Нефёдов и его стрельцы ушли за Авдеевым, а ссыльных окружили казаки и повели под гору, там им предстояло находиться до утра, когда их посадят на лодки, дадут мешок толокна, соли и отправят до глубокой осени на сырой и комариный Ундоровский остров, ловить рыбу.
С отцом Никифором Богдан Матвеевич, уважая его священнический сан, не стал разговаривать прилюдно, позвал его за собой в избу. Поп поставил свою поклажу у ног жены, перекрестил младенца и отправился за воеводой.
– Как, Никифор, доехал? – спросил Богдан Матвеевич. – Стрельцы не обижали?
– Спасибо, боярин. Доехали хорошо. А стрельцы вели себя смирно, Нефёдов их в кулаке держал.
– Это точно, что в кулаке, – согласился Хитрово. – Такого страховидного громилу на Москве второго не сыщешь. Ты, я вижу, с семейством прибыл. Это хорошо, значит, бежать не думаешь?
– Как бежать! – всполошился Никифор. – Я это место из рук патриарха Иосифа получил. Ртищев боярин и твоя милость этому способствовали. Я сюда пришел до тех пор, пока Господь не призовёт меня, грешного.
Хитрово улыбнулся, поп был прост, как малое дитя, верил каждому слову, даже сказанному в шутку.
– Годи! Никифор, – остановил он попа, готового поклясться перед иконой, что из Синбирска не убежит. – Надо помыслить, где тебя поместить на время. Васятка!
Слуга был рядом.
– Призови ко мне Першина.
– Мне бы не хотелось кого-нибудь утеснять, – робко сказал Никифор.
– Не о тебе речь, а о жёнке с дитём. А теперь поведай, как там Ртищев, Неронов?
– У благочинного Неронова я жил, с окольничим Ртищевым прощался. Он твоей милости грамоту послал через меня. Боже, а я ведь чуть не запамятовал! Тут тебе еще грамотки от Ивана Матвеевича и боярыни
– Экий ты, Никифор, человек! – Хитрово от волнения даже приподнялся с кресла. – Я жду эти грамоты, а ты держишь.
– Помилуй, боярин! Вот они, – Никифор протянул Богдану Матвеевичу прочно увязанные в кожу свитки. – Эх, Богдан Матвеевич! Не хотел я тебе худую весть доносить, но придётся.
– Что такое? Говори!
– Худо на Москве. В день моего отъезда стрельцы и народ бунт учинили. Плещеева, Траханиотова и Чистого толпа разнесла в клочья, их дома сожгли, от этого случился великий пожар.
– А что государь? Что с ним? – Хитрово вскочил с кресла и схватил попа за плечи.
– Великий государь цел.
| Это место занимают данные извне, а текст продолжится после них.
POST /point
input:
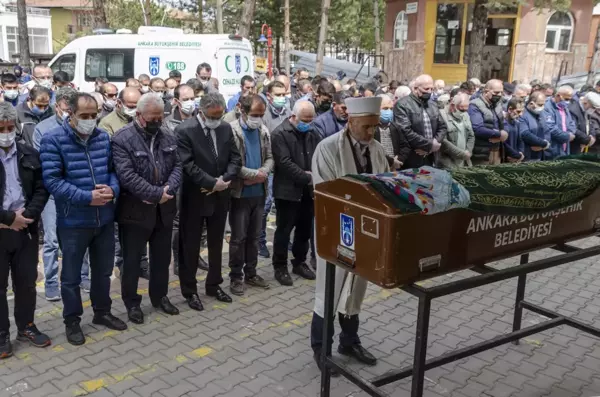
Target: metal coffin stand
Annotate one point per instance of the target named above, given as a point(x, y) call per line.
point(487, 275)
Люди злы на бояр.
– Как боярин Морозов?
– Не ведаю, господине, – тихо сказал Никифор. – Бунтуют и другие города.
Из сказанного попом Богдан Матвеевич понял, что его худшие опасения подтвердились. Самоуправство Морозова, сбор с битьём недоимок по налогу на соль, воровские слухи о подчинении царя боярам привели к народному возмущению и бунту. «Видимо, в Москве великий переполох случился, – подумал Богдан Матвеевич, – раз не могли известить меня о бунте».
– О московской замятне молчи, – сказал Хитрово. – Не ровен час, раззудишь какую-нибудь сволочь.
– Будь покоен, воевода, смолчу, – ответил Никифор.
Размышления воеводы прервал Першин. Он с опаской зашёл в комнату, страшась, что Хитрово спросит о водяной жиле, которую ещё не нашли. Но услышал другое.
– Ты, Прохор, не слишком запакостил свою избу?
– Как можно? Я привычен жить один, мету пол сосновыми лапами.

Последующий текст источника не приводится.